Nu mogen we horizon, volgens diezelfde Van Dale, ook ruimer opvatten: namelijk als grens van het gebied dat de geest kan overzien. En als we verdwijnpunt in dezelfde geest verruimen, kunnen we zeggen dat elk mens – bewust of onbewust – één majeur verdwijnpunt hanteert. Dat punt werkt richtend uit op zijn leven en tegelijk richt hij zijn leven binnen de mogelijkheden van dat verdwijnpunt in. Het zijn de perspectieflijnen die vanuit dat (on)bewust gekozen verdwijnpunt de totale ruimte aanwijzen (richten) waarbinnen hij zijn leven inricht en tot aanzijn laat komen.

Wanneer die ruimte ongemakkelijk begint aan te voelen en gaat knellen, probeert een mens aanvankelijk de bestaande perspectieflijnen op te rekken. Dat lukt natuurlijk slechts marginaal zolang hij het (samen)bindende verdwijnpunt ongemoeid laat.

De mens die méér ruimte nodig heeft, ontkomt er niet aan en moet grensverleggend aan de slag. Hij moet een nieuw verdwijnpunt kiezen op een andere horizon.
Vanuit dat nieuw gekozen verdwijnpunt kunnen oude perspectieflijnen nieuw worden opgebouwd. Tegelijkertijd is er volop ruimte om gloednieuwe perspectieflijnen te trekken.
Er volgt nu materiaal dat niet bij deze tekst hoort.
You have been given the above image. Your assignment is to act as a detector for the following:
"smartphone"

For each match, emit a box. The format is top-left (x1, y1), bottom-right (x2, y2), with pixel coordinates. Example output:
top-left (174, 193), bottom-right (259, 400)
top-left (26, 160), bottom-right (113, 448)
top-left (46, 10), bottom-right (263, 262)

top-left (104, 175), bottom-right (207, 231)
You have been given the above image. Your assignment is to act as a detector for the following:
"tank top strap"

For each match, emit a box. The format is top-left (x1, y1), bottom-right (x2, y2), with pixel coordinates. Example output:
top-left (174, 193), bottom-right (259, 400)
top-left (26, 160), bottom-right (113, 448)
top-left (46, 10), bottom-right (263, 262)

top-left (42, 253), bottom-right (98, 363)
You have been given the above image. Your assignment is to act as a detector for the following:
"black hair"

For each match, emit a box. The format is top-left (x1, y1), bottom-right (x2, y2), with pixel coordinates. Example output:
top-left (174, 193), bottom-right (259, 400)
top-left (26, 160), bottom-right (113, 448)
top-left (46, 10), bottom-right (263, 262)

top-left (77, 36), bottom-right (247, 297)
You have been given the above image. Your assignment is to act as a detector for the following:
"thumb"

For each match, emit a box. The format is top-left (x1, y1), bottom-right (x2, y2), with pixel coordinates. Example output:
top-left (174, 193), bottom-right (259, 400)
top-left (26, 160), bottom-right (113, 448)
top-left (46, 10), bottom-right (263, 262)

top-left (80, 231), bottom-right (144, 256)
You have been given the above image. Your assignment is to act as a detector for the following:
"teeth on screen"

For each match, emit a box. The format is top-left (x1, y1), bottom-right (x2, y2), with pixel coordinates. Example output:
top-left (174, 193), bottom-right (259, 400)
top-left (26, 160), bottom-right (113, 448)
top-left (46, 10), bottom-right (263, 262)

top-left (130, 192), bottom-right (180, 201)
En bij elkaar helpt het hele lijnenspel nu een nieuwe en ruimere denk- en leefwereld opspannen waarbinnen de oude wereld geheel vernieuwd verwerkelijkt wordt.

Zo’n overstap – we noemen dat ook wel een paradigmawissel – zet de ‘oude en vertrouwde’ wereld natuurlijk wel even flink op losse schroeven. Dat moet ook. Want anders kan er niet vernieuwend worden vastgeschroefd tot nieuwe denk- en leefwereld. Wie een beetje durf heeft en zich het tijdelijke karakter van dat ‘even’ realiseert, maakt in vertrouwen de (over)stap en vindt zich al snel ‘herboren’ terug in ongekend nieuwe wereld en wil voor geen goud meer terug.

Hoewel velen intuïtief aanvoelen dat zo’n stap onvermijdelijk is, neemt de onzekerheid over het nieuwe verdwijnpunt en de (over)stap er naartoe ons gemakkelijk in verstikkende houdgreep. En dan stagneert uw en mijn verdere en ook voorspoedige ontwikkeling. Alleen voor wie zich met een open mind alvast een eerste voorstelling maakt en de (over)stap in vertrouwen zet, wacht werkelijk nieuwe wereld met ongekende mogelijkheden.

De mens die zich in zijn grot van Plato ongemakkelijk begint te voelen, kan in grote lijnen twee kanten op. Hij kan zich een fonkelnieuwe kelder binnen die grot uithouwen met schitterend uitzicht op zonovergoten zee – nou ja, zo stelt hij het zich in ieder geval als ‘reëel’ voor….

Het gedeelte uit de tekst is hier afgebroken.